Этот парень морочит мне голову нравоучениями. Но он не первый и не последний. Я вынуждена постоянно слушать отца-летчика и его советы о том, как надо правильно поступать. Может быть, поэтому у меня золотая медаль после окончания школы и красный диплом университета. Счастья я все же не ощущаю даже со всеми наградами в музыкальных конкурсах. Зачем же сейчас мне выслушивать какого-то пассажира? Я не намерена отвечать за случаи, которые якобы могли произойти, но не произошли.

– Я вам скажу так, – начинаю медленно, чтобы захватить все внимание, приходится даже слегка нагнуться к собеседнику. – Молодому человеку тогда полагается сидеть дома, если у него проблемы со здоровьем.

Мои устойчивые каблуки разворачиваются, и я направляюсь в сторону передней кухни. Не собираюсь продолжать этот идиотский разговор, и пусть сам командир воздушного судна выходит в салон разбираться с пассажиром. Ведь это он, мой отец, наказал меня за угнанный «эмбраер» и заставил здесь работать. Петр Семенович таким образом обязал свою дочь выплачивать ему долг.

Дойдя до середины салона первого класса, неожиданно понимаю, что сегодня работаю в хвостовой части самолета. Недовольно цокнув, уверенной походкой иду назад.

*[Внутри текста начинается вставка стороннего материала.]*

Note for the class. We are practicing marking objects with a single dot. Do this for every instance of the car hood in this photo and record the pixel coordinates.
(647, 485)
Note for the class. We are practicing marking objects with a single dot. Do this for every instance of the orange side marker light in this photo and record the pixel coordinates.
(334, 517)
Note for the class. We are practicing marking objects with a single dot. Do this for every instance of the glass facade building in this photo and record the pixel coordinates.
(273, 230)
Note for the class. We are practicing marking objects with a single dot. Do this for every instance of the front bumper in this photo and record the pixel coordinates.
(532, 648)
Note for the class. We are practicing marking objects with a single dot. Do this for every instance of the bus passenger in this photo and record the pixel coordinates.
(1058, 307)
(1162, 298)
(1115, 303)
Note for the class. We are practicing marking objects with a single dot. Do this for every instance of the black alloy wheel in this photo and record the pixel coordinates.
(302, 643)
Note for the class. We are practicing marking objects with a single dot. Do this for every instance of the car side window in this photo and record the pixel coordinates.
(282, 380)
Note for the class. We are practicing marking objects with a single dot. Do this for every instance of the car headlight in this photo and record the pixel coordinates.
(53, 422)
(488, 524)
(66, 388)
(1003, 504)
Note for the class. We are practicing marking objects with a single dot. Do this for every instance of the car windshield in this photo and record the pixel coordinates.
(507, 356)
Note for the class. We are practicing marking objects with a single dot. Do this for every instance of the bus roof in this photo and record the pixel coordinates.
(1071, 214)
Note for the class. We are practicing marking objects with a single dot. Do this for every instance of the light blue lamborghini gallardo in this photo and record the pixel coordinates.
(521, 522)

Только бы этот сумасшедший не перехватил меня снова. На пути появляется какая-то пассажирка и пытается что-то спросить.

«Извини, но у меня есть дела поважнее. Сегодня не твой день», – выставляю перед ней руку и прохожу мимо.

– Теперь я уверен, что самолетный кислород вызывает топографические промахи.

Ощущаю, как кровь разносит тепло к рукам и ногам. Мне уже совсем не холодно.

– Пожалуй, наш диалог исчерпал себя.

– По-моему, мы не договорили.

Что еще ему нужно?

– Через несколько минут мы будем раздавать еду и напитки, просьба оставаться на месте, – тараторю я, как робот.

– Кри-сти-на, – с явным удивлением пассажир читает мой именной бейдж и даже садится ровнее.

– Чем могу помочь?

В авиационной школе «КиЛайн» нас учили, что нельзя грубить пассажирам, ведь это вредит репутации компании.

Отец заставил меня пройти обучение по подготовке к лётной работе. И я до последнего утешала себя мыслью, что все это временно, что скоро он забудет дурацкую историю с угнанным «эмбраером» и оставит свою дочь в покое. Но кажется, командир воздушного судна планирует держать меня здесь долго.

– А где же розовые волосы, Кристина? – Пассажир выдает прищур и нахальную полуулыбку.

– Сейчас в моде такой оттенок, – показываю на свою аккуратную прическу.

Мне пришлось вернуть волосам светлый тон. Неестественные оттенки волос в авиакомпании недопустимы.

– Хорошо, – ухмыляется он.

Только сейчас замечаю, какой у этого пассажира противный хриплый голос.

– Я вот что скажу, – начинает он медленно. – Я – клиент, который всегда прав. А вы слишком грубы для такой работы. Кто вас сюда допустил?

Посильнее вдавливаю пальцы в мягкий текстиль кресла, за которое хватаюсь, как за последнюю соломинку терпения. В нервном напряжении хочется ответить, как я считаю нужным, а не как полагается по этикету «КиЛайн». Чтоб провалились все эти правила!

Однако нахожу силы произнести что-то нейтральное:

– Можете написать о вашем негодовании на фирменном бланке «КиЛайн». Мы вам ответим на указанный адрес.

– Что мне с этого бланка? Напишу, если после этого вас уволят.

Молчу. Гель-лак вот-вот порвет текстиль. Двигатели самолета дико рычат, озвучивая мое настроение. «Ну давай, вали меня, татуированный болван».

– Я так понимаю, ответа не будет. А что ты скажешь? Ведь нечего. Ты же героиня веселых историй, а это все, – обводит он пальцем салон самолета. – Это все не твоя стихия. Слишком скучно, да?